Students Reject H. Clinton’s Portrayal of Oslo Peace Process May 11, 2024

ISRAEL PALESTINE MAP
ChrisO’s modification of 2004 UN Map of Israel

Months ago, students objected to, and walked out of, Hilary Clinton’s class at Columbia University due to what she said about the Palestinian rejection of her husband Bill Clinton’s Oslo Peace Process. She blamed Palestinians for rejecting that offer, put forth by US President Bill Clinton and Israeli Prime Minister Ehud Barak.

On Thursday, Ms. Clinton appeared on MSNBC’s “Morning Joe.” She said students involved in these many college demonstrations–calling for Israel to stop the war in Gaza and perhaps divesture of their school’s investments which help Israel–“don’t know very much.” She said of Yasir Arafat, head of the PLO, of his rejection of that proposal, “It’s one of the great tragedies of history that he was unable to say yes.”

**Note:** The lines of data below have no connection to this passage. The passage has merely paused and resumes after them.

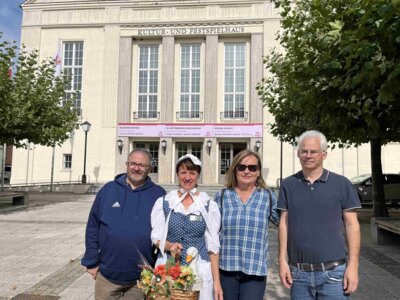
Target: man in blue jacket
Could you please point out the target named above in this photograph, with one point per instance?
(119, 228)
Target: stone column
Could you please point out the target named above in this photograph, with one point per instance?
(256, 74)
(124, 110)
(166, 105)
(211, 80)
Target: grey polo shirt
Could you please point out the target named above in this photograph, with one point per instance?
(315, 216)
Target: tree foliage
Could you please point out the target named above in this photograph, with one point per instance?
(339, 72)
(31, 100)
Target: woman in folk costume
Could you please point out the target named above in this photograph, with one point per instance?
(187, 218)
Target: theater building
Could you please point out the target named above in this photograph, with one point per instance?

Clinton is getting a lot of objection about this on social media and elsewhere. Why? It is a major mischaracterization of Arafat’s rejection. He had said plainly, “I can’t sell it.” He explained that Palestinian leaders would not accept it. Why not? That is the part, and very important part, that Ms. Clinton seems to be ignoring in this discussion.

Palestinians could not accept the offer for a Palestinian state in the Oslo Peace Process because it did not include a very important element to Palestinians–“the right of return.” That refers to the approximately 750,000 Palestinians who had fled from the path of war in 1948-1949, when Israel then became a state. Most of those Palestinians fled to Jordan to escape only with their lives. They had left houses and land they owned to eventually live in UN shelter camps for decades without ever being compensated by Israelis for their losses. Ms. Clinton therefore got it backwards. It is this Palestinian disenfranchisement that is “one of the great tragedies of history.”

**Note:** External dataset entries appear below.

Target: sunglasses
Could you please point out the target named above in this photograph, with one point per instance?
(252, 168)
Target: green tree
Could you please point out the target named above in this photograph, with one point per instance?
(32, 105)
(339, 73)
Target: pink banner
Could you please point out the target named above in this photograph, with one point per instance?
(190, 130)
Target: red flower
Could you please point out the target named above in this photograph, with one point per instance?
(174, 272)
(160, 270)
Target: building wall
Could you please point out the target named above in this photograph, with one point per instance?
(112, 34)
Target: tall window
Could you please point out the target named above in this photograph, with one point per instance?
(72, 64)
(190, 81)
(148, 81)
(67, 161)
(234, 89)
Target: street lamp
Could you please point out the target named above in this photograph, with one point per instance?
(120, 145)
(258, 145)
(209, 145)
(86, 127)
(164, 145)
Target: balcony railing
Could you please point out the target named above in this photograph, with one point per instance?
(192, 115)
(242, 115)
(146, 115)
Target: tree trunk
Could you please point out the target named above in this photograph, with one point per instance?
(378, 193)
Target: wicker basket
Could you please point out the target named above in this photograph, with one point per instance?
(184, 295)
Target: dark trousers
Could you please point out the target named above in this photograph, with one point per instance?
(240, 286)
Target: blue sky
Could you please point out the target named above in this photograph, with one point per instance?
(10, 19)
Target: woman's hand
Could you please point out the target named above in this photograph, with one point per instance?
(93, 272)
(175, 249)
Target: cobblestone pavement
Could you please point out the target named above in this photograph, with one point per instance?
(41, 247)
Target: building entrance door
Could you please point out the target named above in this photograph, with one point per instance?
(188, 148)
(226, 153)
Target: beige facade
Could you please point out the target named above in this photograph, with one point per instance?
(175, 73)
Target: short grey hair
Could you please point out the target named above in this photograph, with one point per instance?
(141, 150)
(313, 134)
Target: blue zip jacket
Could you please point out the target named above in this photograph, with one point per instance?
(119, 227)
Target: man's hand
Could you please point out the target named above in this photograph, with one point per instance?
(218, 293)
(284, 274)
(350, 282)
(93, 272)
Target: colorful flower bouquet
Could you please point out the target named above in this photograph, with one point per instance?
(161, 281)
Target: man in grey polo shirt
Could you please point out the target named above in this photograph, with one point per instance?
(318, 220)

Palestinians have always said that for the Israeli-Palestinian conflict to be solved, there must be a two-state solution than includes “the right of return.” This means that the now millions of Palestinians (those who fled and now their descendants) deserve the right to return to their lands, which in 1949 became part of Israel. But Israeli leaders have always said that they cannot allow this “right of return” because it would cause their nation to have more Palestinians than Jews. They have always said that Israel must remain a Jewish state, meaning the majority of its citizens are Jews.

I accept this Jewish argument, and it is one of the many reasons I say the traditional two-state solution to the Israeli-Palestinian conflict has always been a non-starter. It is based pretty much on the argument of demographics. Most Palestinians live in the West Bank and Gaza Strip, therefore that is where the Palestinian state should be located. But there are way too many other arguments that nullify that so that this traditional two-state solution should have been thrown in the junk pile a long time ago.

In my proposal, put forth in my book, Palestine Is Coming: The Revival of Ancient Philistia (1990), “the right of return” would not affect citizenship in Israel. Rather, the nature of “the right of return” would be changed to “the right of Palestinians to return to their ancestral land,” that is, “the land of the Philistines.” It was located only in the Mediterranean coastal plain, which is where I think the Palestinian state should be.